I love with chronic serious mental illness. I am no longer able to do the professional healthcare role I trained for, and each time I tried after my initial breakdown/ diagnosis, I ended up on long term sick leave and eventually had to leave those jobs. I have 'used up' my entitlement to student finance/ loans so cannot retrain at a professional level.
There is no funding for people with disabilities to retrain - I've spent hours with my local careers service trying to find a way round this, but there is nothing. And because I receive ESA (support group) I am unable to access programmes for the unemployed.
I am also in the process of reapplying fir PIP for the the third time in a decade. The first time I was awarded daily living rate straight away. My application was fine by the benefits worker at my local CMHT. When it came to the time for review, the benefits worker had been made redundant and that service was gone. My PIP was stopped at review, and eventually reinstated a year later at tribunal. It was a long and arduous year which impacted on my mental health, which was poor anyway, and my home life and relationships, because we had to make do with £400 less coming in each month (my partner was on minimum wage).
Thos has now happened again.

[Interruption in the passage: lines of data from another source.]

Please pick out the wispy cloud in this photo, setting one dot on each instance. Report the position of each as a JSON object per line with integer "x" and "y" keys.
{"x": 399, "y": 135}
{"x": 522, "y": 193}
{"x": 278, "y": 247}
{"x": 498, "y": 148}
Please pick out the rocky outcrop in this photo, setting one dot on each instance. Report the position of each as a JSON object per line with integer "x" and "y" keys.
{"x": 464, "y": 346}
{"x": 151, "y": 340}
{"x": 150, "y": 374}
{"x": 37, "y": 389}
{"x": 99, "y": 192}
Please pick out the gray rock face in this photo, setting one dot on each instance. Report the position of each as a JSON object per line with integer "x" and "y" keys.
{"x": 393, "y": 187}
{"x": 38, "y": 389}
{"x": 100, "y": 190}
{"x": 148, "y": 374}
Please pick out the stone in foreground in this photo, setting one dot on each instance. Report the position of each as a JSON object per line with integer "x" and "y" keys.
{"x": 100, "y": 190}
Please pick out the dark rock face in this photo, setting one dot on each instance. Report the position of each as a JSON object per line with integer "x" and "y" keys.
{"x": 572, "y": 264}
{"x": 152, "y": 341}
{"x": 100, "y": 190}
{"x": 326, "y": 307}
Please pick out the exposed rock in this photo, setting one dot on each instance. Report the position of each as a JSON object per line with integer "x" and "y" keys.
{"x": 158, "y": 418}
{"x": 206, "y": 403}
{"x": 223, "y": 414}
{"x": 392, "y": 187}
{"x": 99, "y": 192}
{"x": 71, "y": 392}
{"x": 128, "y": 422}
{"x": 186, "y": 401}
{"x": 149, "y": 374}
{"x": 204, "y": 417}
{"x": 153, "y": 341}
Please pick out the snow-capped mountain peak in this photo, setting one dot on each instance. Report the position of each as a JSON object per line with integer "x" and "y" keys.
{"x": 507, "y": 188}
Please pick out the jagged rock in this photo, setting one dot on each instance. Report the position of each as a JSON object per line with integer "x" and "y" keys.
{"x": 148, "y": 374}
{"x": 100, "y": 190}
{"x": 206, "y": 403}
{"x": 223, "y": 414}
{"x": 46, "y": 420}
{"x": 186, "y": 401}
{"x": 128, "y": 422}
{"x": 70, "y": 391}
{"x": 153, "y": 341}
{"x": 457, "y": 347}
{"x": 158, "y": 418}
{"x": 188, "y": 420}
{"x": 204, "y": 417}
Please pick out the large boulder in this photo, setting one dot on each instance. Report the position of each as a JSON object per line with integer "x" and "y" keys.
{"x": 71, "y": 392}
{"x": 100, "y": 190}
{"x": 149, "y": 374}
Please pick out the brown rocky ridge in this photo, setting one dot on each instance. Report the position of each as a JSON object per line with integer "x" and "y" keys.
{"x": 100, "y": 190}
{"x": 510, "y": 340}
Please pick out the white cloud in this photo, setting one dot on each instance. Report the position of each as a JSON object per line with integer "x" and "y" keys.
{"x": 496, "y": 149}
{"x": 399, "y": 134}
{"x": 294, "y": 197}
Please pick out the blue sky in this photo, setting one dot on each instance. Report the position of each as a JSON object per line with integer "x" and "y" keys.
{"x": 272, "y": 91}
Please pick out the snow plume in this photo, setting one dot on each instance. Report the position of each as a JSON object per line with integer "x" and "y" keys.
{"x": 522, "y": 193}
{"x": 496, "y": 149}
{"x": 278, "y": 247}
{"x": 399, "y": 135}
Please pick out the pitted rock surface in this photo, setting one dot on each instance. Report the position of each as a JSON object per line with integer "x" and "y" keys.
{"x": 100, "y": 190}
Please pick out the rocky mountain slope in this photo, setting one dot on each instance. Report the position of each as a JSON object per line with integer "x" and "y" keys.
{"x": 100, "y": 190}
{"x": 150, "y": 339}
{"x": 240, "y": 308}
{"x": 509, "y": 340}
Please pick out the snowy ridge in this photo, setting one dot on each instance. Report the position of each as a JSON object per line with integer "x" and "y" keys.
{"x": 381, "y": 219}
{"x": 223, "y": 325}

The assessor stated I was 'no longer under the care of CMHT' when, in fact the CMHT locally has been decimated by staff shortages and can barely care for and treat people in life-threatening crisis, let alone those of us who previously benefited from a fortnightly check in with a CPN and six monthly meds reviews.
The dire lack of services to treat me is interpreted by the DWP as me not requiring help, care or treatment. It's utterly twisted and people who haven't been through the process have no idea how utterly demeaning, humiliating and stressful it is to attempt to provide robust evidence for conditions that rely on services existing to provide that evidence. My illness generally causes me to self isolate through paranoia, derealisation and acute anxiety, but the DWP expect some kind of weird circus performance of madness to 'prove' I am mentally ill. And then I have to go through the same damaging process every three years to prove that my condition, which is worsening as I age (in line with all the medical resesrch on the illness) is still present, despite being medically recognised as a life-ling condition.
It's exhausting. Being ill is exhausting, and then having to prove all this, and complete all the admin and paperwork, in the absence of health services who could provide 'proof' just leaves me feeling broken, and worthless and a burden to my family and society. But I guess I should feel grateful, right?